Still can't believe the Internet can't keep its big mouth shut. When Patrick said something on twitter about people spoiling the end my first thought was "who would spoil such an amazing ending." Then I looked at responses to his last tweet and literally half of them had some variation of "pray" in them. You people are the worst.

Seriously, who are these people?

Posted by Brazzle

Fantastic article. Makes me wish I still had a nes.

The plural of dice is dice though, not dices.

Posted by Undeadpool

Ahhh, greatest game of all time indeed.

I remember being absolutely FLOORED by that conclusion to the Giygas battle as a kid. This was the first ever JRPG I'd played that I could actually fit my whole first name into (most of them cut-off at 4 characters and mine's 5), so when that was displayed ADDITIONALLY it was all the sweeter.

Online
Posted by paulunga

That's totally NOT a JRPG thing where they force you to power off the console after playing through it. I remember stuff like Mario and Mega Man doing this (and I suppose many other Capcom games, at least). If anything more recent JRPGs starting with Chrono Trigger did the New Game+ save thing, where it's all like "come on, let's give it another go".

Posted by TerraDelu

Really great article, Patrick! It does my heart good to know that people can still enjoy a game that means so much to me. Hell, it was my motivation for this list http://www.giantbomb.com/profile/terradelu/lists/games-with-personal-meaning/30067

Edited by peritus

I just finished it today. What a great game! Glad i started playing it. ( Thanks to Patrick's mentioning it on the site. )

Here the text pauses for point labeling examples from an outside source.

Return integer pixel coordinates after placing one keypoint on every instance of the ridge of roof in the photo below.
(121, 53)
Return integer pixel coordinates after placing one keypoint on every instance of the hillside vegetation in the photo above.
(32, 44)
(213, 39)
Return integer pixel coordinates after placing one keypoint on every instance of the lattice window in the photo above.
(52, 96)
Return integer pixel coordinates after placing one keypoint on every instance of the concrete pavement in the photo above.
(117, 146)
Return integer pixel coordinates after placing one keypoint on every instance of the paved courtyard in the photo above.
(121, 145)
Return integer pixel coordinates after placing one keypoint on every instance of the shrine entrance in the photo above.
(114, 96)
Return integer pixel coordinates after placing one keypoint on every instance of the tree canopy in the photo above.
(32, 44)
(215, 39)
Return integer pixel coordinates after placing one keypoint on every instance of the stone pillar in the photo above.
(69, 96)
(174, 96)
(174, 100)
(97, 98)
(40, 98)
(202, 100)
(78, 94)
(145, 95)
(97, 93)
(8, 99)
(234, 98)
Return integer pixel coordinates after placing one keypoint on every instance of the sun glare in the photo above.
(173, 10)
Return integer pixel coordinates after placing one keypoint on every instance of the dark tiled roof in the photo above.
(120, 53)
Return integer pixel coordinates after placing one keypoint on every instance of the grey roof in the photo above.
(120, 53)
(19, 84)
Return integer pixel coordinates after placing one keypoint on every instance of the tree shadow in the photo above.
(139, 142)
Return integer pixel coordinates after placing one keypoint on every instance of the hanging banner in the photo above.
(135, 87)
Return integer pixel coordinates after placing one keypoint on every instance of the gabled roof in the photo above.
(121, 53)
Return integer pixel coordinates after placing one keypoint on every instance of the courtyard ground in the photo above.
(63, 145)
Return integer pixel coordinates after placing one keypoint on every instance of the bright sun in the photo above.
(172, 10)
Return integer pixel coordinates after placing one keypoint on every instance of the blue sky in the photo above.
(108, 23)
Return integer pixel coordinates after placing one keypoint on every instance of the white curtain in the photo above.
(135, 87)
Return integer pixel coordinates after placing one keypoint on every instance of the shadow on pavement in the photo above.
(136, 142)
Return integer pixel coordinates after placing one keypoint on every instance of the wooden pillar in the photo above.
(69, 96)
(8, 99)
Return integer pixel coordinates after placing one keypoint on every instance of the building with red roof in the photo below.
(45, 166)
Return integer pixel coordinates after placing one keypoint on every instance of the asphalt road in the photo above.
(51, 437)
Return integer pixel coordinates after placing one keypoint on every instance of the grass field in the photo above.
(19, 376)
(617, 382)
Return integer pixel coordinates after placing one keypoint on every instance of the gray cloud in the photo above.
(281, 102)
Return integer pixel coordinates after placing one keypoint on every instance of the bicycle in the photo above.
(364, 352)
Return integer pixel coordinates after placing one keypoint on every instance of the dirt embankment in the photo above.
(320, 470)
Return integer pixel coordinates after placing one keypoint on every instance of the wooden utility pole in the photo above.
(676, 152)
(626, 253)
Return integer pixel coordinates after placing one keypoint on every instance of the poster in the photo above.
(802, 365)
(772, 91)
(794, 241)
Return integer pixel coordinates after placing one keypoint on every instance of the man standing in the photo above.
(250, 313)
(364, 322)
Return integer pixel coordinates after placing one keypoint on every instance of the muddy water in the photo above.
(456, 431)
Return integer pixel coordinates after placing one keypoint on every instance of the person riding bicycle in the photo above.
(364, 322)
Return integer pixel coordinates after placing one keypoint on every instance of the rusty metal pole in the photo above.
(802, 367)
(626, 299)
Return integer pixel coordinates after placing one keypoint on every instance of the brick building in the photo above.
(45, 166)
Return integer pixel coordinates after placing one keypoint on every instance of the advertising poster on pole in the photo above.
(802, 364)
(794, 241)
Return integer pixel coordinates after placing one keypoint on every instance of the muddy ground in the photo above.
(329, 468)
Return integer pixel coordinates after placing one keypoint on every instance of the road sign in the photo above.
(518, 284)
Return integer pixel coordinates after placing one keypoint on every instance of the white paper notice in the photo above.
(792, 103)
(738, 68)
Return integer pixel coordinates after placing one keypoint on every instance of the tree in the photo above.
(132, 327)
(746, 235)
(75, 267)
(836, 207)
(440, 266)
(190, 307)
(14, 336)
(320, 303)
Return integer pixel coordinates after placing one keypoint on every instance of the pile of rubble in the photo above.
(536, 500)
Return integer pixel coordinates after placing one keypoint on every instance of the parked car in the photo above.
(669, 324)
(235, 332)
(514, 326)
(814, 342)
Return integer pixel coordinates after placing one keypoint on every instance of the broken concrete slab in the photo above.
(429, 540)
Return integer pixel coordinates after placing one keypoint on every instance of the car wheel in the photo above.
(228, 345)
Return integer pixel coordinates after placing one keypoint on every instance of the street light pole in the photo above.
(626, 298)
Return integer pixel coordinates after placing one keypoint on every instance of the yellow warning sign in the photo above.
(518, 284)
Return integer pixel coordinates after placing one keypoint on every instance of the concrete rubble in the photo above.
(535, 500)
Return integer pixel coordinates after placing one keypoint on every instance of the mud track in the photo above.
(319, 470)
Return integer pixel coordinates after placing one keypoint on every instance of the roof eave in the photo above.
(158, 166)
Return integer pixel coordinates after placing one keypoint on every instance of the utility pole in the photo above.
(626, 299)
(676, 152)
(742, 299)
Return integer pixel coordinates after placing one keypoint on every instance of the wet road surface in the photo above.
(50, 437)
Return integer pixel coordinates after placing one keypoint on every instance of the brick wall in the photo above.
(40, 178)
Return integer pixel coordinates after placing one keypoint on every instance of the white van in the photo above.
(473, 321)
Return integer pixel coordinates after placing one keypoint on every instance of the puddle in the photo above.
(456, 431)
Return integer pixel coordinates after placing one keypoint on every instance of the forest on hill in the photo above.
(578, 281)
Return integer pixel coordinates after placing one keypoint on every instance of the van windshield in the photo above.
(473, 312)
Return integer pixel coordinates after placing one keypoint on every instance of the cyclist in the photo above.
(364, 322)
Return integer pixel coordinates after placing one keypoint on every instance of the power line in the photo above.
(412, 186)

And a great article to go with it.

Edited by WalkerD

Time to boot up the far superior Mother 3.

Posted by MysteriousBob

@walkerd said:

Time to boot up the far superior Mother 3.

Yep.

Posted by guilherme

This game was really touching for me as well, when I played it long ago. Very few games can mess with emotion like that, and Earthbound was one of them for me. Great game...

Posted by Deusoma

"Not like this."

Posted by mcdermij

I love that you took the time to play it to completion. My all-time favourite game.

Posted by Spikey

The moment sort of lost its impact for me because on my first playthrough my friend decided to enter my name as "Hugh G. Rection."